Marie and the children finally arrived back at the duplex which, truth to tell, was a great relief to Hardy. Belief in Ron Beaumont and his idealistic, over-the-top, melodramatic, perhaps heroic story had grown in him over the past days. To have it revealed now as false just when he’d come to accept it as the truth would have seemed a joke almost too cruel to endure.

They spent a few moments explaining Hardy’s presence and involvement to a skeptical Marie. But Ron and the kids – Cassandra particularly – convinced her that Hardy was on their side. He could be trusted absolutely. He was Cassandra’s hero. Clearly, she was thrilled to see him again, and so glad it was she who’d finally convinced him to help them. He told her he’d made a lot of progress. He’d give her a final report tomorrow. She loved that.
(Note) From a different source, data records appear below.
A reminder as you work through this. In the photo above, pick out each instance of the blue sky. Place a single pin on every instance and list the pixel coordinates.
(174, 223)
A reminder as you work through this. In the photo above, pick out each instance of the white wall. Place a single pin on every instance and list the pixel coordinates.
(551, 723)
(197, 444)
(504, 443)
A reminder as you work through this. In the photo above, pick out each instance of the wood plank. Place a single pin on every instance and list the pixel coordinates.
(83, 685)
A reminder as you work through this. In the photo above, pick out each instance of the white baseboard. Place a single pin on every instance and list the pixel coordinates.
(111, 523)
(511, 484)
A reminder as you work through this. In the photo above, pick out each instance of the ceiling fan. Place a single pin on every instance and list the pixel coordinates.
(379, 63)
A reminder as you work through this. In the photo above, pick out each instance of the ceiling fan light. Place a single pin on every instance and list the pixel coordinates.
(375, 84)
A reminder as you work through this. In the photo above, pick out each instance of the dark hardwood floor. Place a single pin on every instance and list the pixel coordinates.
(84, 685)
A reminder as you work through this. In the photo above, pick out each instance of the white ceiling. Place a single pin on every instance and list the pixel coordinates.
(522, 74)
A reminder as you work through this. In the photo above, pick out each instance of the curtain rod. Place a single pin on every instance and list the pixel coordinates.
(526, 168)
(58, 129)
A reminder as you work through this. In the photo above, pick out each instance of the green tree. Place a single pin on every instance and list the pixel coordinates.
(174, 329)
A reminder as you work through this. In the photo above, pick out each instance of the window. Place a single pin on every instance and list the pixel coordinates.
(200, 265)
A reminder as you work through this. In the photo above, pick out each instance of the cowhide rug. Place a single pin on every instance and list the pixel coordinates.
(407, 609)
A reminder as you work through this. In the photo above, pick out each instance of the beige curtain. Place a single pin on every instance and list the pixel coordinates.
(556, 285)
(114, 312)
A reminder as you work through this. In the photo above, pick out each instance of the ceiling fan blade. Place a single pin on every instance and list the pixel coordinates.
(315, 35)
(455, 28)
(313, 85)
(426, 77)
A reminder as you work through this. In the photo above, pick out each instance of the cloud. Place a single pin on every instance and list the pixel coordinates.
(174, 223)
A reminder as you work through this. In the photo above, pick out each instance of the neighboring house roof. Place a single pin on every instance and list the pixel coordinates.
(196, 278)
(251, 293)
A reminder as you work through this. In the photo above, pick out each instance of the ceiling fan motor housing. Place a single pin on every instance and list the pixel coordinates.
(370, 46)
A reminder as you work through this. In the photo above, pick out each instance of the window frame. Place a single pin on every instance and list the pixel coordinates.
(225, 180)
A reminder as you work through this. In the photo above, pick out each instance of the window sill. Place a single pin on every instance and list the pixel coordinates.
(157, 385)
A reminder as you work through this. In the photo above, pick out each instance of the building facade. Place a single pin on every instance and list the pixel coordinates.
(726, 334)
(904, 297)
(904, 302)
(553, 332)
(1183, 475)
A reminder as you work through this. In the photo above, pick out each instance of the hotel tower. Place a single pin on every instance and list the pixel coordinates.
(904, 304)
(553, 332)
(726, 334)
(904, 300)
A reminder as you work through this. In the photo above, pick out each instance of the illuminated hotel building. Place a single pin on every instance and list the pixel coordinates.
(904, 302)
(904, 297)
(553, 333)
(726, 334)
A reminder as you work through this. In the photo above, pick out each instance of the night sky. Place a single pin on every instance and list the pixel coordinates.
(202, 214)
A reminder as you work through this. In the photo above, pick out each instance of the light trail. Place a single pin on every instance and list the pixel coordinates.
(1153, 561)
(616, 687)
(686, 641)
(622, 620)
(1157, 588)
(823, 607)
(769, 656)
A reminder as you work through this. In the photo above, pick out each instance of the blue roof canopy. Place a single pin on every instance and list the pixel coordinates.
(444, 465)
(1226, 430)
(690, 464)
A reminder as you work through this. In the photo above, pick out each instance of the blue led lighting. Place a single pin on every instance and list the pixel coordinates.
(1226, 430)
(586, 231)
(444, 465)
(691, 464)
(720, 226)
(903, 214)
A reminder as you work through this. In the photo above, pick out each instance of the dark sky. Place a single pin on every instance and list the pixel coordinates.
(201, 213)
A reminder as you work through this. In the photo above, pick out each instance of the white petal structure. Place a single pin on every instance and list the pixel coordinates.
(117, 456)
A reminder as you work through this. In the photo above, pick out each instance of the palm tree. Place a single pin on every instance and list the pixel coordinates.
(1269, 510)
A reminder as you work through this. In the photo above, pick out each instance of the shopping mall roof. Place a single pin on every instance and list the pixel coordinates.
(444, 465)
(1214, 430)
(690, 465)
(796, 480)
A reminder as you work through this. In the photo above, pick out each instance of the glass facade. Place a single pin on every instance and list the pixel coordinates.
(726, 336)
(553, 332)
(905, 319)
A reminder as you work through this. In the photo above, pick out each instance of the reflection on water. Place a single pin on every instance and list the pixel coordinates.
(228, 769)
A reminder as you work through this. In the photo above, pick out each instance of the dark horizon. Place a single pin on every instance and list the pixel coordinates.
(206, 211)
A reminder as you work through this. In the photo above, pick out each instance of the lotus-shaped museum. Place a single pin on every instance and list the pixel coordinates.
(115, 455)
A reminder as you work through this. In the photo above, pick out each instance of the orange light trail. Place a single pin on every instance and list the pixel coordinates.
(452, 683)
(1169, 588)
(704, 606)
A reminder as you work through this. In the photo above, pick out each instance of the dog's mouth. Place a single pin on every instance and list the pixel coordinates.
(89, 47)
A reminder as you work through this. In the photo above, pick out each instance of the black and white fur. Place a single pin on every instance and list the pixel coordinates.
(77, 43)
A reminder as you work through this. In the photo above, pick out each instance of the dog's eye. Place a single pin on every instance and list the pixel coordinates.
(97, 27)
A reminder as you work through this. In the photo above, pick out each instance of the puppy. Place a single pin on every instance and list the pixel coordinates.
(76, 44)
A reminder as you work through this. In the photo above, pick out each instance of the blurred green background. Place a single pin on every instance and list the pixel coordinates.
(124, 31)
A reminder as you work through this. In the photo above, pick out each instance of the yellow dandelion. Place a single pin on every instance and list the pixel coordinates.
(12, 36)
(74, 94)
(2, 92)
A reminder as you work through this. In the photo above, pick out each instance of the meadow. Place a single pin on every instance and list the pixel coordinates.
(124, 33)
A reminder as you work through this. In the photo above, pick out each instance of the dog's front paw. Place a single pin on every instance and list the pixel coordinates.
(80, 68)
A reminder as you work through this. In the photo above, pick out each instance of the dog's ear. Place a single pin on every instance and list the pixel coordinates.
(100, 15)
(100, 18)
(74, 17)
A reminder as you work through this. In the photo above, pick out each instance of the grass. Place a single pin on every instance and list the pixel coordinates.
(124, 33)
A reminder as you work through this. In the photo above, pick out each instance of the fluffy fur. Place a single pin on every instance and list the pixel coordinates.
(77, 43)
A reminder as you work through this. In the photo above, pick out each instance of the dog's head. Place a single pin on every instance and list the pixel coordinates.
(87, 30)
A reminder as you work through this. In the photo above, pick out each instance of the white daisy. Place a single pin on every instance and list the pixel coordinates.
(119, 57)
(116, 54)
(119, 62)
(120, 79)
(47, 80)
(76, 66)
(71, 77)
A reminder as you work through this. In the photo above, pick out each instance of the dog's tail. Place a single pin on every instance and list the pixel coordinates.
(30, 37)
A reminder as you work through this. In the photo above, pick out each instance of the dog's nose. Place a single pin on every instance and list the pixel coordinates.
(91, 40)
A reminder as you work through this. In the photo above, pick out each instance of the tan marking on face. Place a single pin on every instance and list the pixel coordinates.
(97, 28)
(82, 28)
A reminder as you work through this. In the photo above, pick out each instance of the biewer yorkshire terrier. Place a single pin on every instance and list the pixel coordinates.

Otherwise, they were the well-mannered children they’d been at the hotel, although Hardy was delighted when Ron had to tell them to stop bickering over whose turn it was to get to choose the video. They were regular kids, after all. Much like his own. It continued to be a relief.

Marie – a handsome, physically confident yet soft-spoken woman in her late twenties – put on a brave front, but Ron’s situation with the children here was precarious enough without the added bonus of a stranger. Even if that stranger was presented as their savior.

And, because life was never simple, Hardy got the strong impression, picking up on the household banter, that the near future of Ron and Marie as a couple was in doubt. If it turned out that Ron decided to relocate tomorrow with the children, it wasn’t at all clear to Hardy that Marie would be joining them. Or that she even knew this was a contingency plan.

But after the kids had retired to the television, the two of them unpacked the bags with the practiced efficiency of a long-term couple. When they’d finished, Marie broke out a beer for each of the men.